I write thrillers. My genre is thrillers/mysteries. I’m not aspiring to literary fiction. My readers want the action to flow and that keeps me spare in my use of specifics. For example, increasingly, I avoid describing the colour of clothes that characters wear unless it’s essential to the plot.

Dialogue is powerful. Dialogue of course develops plot and characters. It’s powerful because a lot can be communicated with nuanced choices or absences of words. I rely on dialogue to round out characters economically and even offer specifics I might otherwise exclude. I don’t need to tell readers that a character is a man of few words if I ensure he speaks that way. And when that man is spurred to make a small speech, readers have a clear picture of something that’s important to him.

Is the detail significant? For descriptive passages, I ask myself whether readers really need to know the specifics I give. Some commentators use the term significant detail for specifics. So the question becomes whether the detail is significant enough to include.

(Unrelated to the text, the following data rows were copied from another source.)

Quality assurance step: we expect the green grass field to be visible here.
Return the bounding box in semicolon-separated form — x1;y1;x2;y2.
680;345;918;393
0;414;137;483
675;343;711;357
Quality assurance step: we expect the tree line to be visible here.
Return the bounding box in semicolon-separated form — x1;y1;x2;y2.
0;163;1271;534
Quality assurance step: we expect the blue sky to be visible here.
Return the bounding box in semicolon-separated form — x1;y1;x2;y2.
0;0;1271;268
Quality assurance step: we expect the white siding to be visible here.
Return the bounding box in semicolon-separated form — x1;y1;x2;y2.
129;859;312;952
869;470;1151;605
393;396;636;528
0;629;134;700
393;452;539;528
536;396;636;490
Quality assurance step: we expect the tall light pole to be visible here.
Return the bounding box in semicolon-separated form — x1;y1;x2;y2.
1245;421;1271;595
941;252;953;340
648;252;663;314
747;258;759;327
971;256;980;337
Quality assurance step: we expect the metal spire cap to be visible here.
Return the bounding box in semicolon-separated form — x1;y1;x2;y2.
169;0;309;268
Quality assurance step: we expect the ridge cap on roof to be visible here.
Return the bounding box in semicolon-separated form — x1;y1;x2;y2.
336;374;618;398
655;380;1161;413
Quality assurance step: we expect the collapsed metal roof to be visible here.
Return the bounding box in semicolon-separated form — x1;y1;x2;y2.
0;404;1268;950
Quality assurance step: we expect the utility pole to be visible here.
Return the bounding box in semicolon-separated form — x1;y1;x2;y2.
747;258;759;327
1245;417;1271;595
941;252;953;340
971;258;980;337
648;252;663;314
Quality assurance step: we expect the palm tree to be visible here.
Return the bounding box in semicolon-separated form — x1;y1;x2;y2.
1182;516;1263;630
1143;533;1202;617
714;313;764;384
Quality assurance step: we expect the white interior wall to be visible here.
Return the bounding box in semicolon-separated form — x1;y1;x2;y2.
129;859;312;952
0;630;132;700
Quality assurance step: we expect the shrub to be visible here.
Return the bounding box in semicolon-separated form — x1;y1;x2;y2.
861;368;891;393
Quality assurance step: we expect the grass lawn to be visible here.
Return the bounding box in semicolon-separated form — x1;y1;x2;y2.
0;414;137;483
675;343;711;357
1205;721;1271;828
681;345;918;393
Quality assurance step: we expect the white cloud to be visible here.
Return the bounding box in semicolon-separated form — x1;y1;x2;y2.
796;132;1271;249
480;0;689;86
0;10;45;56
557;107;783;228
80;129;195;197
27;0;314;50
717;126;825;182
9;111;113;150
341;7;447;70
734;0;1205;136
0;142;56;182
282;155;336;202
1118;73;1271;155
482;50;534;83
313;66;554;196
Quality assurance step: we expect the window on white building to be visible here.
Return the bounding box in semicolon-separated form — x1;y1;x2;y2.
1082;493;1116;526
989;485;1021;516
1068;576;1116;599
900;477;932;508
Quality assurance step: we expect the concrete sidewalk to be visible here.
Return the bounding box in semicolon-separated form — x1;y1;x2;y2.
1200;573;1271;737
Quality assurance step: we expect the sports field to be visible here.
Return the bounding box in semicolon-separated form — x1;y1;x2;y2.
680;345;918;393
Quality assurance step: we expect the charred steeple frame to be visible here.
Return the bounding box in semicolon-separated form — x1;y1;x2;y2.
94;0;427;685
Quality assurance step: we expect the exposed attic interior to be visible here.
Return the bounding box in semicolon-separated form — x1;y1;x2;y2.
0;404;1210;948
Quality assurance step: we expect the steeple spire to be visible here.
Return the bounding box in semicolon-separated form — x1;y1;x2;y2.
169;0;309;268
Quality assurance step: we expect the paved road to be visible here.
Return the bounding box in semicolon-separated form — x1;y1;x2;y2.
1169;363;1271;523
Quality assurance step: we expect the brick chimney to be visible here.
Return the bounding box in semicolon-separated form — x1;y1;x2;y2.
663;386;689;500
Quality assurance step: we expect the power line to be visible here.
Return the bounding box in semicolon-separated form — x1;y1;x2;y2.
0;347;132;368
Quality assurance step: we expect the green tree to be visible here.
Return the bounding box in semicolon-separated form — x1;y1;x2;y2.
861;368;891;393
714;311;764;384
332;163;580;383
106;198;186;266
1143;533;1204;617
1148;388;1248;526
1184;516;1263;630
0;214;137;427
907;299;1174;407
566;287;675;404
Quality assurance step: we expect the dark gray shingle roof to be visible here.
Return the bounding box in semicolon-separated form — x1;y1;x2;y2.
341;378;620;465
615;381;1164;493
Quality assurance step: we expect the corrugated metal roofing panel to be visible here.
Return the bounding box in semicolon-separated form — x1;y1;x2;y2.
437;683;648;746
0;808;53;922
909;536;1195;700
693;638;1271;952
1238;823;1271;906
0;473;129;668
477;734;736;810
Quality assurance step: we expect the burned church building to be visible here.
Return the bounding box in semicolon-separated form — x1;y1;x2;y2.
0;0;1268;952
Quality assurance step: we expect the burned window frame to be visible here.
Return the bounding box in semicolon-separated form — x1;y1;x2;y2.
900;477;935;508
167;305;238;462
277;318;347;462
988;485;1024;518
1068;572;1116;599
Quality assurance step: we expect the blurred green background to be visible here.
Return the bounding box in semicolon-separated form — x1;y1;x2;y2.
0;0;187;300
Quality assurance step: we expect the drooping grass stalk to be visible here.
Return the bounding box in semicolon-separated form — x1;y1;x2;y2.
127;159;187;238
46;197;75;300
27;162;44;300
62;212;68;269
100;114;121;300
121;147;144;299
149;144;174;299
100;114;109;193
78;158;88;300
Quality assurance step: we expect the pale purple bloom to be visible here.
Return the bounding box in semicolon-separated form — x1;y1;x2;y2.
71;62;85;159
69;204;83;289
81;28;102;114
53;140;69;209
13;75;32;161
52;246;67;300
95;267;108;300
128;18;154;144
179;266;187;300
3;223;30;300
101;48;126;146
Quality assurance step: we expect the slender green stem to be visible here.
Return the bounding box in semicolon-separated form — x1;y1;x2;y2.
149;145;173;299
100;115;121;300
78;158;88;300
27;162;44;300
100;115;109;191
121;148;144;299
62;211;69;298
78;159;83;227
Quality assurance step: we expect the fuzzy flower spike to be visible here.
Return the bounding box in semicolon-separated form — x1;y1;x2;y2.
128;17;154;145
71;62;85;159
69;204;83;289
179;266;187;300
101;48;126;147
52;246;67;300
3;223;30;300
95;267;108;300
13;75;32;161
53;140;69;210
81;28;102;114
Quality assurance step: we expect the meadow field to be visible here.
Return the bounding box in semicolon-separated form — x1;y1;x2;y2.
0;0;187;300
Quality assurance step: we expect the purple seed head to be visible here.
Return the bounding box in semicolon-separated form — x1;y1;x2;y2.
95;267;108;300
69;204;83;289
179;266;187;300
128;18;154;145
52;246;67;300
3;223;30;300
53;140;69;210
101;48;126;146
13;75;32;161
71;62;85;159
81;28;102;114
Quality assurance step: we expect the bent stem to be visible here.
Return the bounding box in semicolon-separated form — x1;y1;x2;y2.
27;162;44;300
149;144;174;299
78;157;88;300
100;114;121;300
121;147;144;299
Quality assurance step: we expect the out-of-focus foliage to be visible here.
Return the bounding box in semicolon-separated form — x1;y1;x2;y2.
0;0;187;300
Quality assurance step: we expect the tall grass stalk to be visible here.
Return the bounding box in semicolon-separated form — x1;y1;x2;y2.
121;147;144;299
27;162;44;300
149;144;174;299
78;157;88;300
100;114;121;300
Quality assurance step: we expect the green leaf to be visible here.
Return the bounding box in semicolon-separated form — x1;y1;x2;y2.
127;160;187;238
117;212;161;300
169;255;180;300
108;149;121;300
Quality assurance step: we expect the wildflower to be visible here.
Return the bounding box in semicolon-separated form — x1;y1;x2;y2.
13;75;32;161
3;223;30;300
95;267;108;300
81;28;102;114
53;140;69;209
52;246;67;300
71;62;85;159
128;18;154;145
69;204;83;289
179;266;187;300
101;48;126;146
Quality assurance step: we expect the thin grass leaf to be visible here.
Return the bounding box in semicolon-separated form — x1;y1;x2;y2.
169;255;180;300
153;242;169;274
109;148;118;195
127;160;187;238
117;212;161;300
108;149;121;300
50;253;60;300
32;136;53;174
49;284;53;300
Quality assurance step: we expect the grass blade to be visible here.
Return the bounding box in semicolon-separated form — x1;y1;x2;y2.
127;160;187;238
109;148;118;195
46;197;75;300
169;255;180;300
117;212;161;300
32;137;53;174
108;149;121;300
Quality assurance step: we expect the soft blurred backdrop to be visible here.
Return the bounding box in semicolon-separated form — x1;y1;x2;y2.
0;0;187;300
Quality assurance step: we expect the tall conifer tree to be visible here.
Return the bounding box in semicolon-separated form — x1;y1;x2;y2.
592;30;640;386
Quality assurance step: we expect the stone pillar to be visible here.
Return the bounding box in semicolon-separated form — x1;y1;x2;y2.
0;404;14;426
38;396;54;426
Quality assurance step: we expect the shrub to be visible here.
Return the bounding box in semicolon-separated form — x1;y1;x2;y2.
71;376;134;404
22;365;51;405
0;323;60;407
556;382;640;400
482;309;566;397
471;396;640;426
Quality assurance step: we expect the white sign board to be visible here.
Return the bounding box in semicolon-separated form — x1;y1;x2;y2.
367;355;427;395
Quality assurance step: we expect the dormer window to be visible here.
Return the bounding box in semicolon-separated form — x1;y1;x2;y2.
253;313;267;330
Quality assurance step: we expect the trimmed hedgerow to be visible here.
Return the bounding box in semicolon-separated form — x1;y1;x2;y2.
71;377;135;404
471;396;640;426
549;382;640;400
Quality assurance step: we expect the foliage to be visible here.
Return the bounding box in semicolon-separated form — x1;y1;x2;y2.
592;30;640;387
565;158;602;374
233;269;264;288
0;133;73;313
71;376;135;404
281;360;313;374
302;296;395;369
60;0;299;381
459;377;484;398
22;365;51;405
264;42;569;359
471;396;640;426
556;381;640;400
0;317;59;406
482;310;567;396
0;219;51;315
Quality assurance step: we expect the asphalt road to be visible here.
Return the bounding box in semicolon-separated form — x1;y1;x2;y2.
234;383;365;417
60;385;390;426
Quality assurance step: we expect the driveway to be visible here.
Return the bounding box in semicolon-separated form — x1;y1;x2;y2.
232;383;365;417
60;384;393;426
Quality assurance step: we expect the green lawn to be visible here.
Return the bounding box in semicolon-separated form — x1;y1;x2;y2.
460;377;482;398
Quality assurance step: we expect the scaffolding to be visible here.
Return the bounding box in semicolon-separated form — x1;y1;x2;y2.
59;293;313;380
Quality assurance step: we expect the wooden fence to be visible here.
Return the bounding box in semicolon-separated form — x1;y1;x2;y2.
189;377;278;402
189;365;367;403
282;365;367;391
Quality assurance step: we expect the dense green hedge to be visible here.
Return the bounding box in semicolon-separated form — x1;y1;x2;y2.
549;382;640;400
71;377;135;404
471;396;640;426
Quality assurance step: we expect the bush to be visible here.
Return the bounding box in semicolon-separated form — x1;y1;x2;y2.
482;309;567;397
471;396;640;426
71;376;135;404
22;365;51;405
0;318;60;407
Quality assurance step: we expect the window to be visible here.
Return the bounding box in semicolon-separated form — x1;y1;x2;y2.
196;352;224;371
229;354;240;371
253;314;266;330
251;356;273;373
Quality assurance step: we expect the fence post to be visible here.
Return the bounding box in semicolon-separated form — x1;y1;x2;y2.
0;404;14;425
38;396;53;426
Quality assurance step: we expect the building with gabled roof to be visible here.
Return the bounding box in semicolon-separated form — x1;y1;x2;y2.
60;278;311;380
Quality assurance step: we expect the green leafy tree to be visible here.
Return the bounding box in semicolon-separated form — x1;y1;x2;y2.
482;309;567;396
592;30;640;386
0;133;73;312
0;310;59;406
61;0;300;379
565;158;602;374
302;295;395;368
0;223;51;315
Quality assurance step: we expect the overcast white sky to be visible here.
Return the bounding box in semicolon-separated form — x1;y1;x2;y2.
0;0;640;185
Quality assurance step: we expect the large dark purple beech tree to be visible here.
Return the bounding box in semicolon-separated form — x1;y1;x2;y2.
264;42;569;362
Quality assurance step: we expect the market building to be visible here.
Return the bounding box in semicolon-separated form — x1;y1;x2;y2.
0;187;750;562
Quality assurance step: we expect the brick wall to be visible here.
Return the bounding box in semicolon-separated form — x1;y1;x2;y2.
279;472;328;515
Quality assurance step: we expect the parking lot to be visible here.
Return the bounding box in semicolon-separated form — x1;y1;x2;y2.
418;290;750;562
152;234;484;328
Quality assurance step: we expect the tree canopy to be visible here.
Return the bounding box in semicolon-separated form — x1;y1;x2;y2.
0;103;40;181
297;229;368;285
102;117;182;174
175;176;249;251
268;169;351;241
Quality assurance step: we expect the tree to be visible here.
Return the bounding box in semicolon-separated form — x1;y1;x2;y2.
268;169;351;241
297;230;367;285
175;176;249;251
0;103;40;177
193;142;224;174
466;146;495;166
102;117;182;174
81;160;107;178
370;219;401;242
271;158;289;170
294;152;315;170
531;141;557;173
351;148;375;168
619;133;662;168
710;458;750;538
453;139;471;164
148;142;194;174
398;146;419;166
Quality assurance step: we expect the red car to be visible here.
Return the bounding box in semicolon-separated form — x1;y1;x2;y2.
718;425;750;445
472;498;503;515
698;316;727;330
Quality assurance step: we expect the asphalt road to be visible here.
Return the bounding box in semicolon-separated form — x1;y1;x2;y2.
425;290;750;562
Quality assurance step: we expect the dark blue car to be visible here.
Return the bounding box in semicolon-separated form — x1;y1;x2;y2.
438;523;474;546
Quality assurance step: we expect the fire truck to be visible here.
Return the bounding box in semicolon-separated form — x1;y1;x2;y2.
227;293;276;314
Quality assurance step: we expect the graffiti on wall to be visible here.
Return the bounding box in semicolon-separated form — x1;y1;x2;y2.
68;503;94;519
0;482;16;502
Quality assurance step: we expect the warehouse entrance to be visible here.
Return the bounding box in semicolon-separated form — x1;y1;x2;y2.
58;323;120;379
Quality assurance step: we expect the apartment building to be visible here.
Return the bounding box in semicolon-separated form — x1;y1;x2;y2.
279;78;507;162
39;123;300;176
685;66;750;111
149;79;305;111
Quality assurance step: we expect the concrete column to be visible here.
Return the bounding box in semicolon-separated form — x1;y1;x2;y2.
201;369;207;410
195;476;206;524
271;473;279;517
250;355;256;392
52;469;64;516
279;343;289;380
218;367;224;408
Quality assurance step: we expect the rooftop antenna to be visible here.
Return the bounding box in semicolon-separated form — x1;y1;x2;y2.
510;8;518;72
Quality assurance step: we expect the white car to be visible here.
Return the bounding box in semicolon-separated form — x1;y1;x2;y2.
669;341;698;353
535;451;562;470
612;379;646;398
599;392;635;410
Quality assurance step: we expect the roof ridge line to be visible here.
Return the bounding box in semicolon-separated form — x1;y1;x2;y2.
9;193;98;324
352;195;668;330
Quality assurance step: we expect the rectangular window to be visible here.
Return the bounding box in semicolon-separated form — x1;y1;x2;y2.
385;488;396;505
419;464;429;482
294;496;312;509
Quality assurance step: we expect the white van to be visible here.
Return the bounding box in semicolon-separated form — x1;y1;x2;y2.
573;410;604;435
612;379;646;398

Judging this can be trickier than it sounds and takes practice. I try to strip down to their basics the passages that transition between key scenes. However, key scenes must have enough detail for readers to see and feel the action. A good editor will tell me if I’ve gotten it right.

Other considerations may influence a writer’s judgment of what detail is significant. The writer may be more or less detailed in order to create the style he thinks best suits his story. Or he might be influenced by what will make his book more marketable.

Let readers imagine. I need to set scenes for readers but I want their imagination working alongside mine. By adding their details, readers not only immerse themselves in my story, they’re participants in the storytelling. This draws people to fiction and explains why movie renditions of stories can be disappointing. And it’s another reason for me to be sparing with specifics.

Characters’ thoughts are valuable but in small doses. I’m interested in how the psychology of characters drives consequences. So, in addition to describing what characters say and do, I write about what they’re thinking. However, I limit the specifics to quick, single thoughts and brief ruminations about a conflict, which works well for thrillers. I figure anything more will bore readers, probably because it’ll feel like I’m telling instead of showing.